In a new presentation on data breaches, the Information Commissioner's Office (ICO) said that 73 cyber incidents had been reported to it during the months of July, August and September this year. There were 50 cyber incidents reported to the ICO across April, May and June, according to statistics previously published by the watchdog.
"There were a total of 598 data security incidents reported to the ICO in the second quarter of this financial year," the ICO said in its presentation. "There has been a lot of interest in relation to cyber incidents recently, and 73 of these reports related to cyber incidents – such as hacking, misconfiguration and denial of service attacks. Cyber risks don’t just affect large companies like TalkTalk, who received a £400,000 fine in September. These risks are present for any data controller who holds personal data electronically."

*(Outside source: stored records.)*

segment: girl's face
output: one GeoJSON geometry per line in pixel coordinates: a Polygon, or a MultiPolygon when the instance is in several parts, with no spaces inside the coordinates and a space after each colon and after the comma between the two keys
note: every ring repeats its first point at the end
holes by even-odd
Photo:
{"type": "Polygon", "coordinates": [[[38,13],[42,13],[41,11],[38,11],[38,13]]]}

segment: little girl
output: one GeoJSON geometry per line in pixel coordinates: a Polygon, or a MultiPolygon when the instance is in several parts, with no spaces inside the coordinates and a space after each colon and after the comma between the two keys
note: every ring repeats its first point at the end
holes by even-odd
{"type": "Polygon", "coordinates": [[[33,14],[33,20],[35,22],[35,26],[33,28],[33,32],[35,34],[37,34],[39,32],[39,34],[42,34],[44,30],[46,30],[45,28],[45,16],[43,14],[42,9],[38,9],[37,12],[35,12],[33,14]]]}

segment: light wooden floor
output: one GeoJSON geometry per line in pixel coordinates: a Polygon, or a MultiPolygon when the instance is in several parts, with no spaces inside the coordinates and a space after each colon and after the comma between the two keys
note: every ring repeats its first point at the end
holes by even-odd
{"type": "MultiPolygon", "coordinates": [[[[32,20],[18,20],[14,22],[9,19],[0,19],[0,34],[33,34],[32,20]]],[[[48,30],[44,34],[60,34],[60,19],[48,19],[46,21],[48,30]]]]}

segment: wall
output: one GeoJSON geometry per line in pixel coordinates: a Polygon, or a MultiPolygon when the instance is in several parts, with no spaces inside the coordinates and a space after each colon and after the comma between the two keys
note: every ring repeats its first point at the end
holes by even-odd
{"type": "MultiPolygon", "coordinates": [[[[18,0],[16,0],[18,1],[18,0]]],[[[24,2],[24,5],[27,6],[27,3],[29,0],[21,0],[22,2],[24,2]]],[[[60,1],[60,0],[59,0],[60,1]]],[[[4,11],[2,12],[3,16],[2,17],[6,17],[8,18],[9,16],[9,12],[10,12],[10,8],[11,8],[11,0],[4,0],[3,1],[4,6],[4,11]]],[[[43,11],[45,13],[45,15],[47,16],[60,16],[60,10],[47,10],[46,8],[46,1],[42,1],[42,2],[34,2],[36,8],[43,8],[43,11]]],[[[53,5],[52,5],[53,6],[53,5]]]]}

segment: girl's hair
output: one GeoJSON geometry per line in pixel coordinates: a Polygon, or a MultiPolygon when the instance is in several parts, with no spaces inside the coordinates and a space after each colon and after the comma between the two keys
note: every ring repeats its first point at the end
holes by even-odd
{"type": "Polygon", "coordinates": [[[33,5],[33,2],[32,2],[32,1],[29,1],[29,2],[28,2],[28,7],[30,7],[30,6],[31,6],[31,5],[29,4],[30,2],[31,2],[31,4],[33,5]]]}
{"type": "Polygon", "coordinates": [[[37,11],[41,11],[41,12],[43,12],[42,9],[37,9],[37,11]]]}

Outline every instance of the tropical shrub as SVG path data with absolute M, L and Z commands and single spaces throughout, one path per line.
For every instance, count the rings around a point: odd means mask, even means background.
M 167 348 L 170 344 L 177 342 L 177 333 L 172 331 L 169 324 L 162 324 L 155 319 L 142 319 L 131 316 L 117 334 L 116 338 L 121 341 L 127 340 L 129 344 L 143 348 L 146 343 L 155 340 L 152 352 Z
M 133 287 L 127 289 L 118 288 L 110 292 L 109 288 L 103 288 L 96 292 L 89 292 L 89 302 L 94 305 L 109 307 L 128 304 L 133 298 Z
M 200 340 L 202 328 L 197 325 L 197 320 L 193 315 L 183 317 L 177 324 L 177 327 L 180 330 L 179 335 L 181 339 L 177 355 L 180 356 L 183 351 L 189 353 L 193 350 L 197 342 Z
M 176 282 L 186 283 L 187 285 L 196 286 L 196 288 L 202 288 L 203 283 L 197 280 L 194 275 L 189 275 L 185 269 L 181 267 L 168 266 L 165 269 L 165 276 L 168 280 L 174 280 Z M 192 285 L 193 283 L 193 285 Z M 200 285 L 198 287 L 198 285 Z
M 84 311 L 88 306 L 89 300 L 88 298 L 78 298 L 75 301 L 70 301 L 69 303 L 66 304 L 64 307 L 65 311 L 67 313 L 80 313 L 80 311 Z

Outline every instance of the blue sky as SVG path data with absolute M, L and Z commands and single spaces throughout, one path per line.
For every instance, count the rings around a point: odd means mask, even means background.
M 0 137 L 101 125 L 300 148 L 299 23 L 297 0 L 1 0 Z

"We were asked recently whether data controllers will ever be able to keep up with the attackers – or will they always lag behind. An important thing to take from today is that most of the technical attacks we have seen have not involved state of the art technology. They’ve been straightforward attacks that the data controllers could have prevented fairly easily," it said.
The ICO said, though, that data posted or faxed to the wrong recipient and loss or theft of paperwork remain the most common type of security incident reported to it. During July, August and September, there were 114 incidents reported to the ICO where data was incorrectly posted or faxed to the wrong person, and there were 82 data loss or theft incidents.
The ICO said that all types of data security incidents should be considered to be "boardroom issues".
"They need to be addressed from the top, by embedding a culture of data protection compliance within organisations," it said.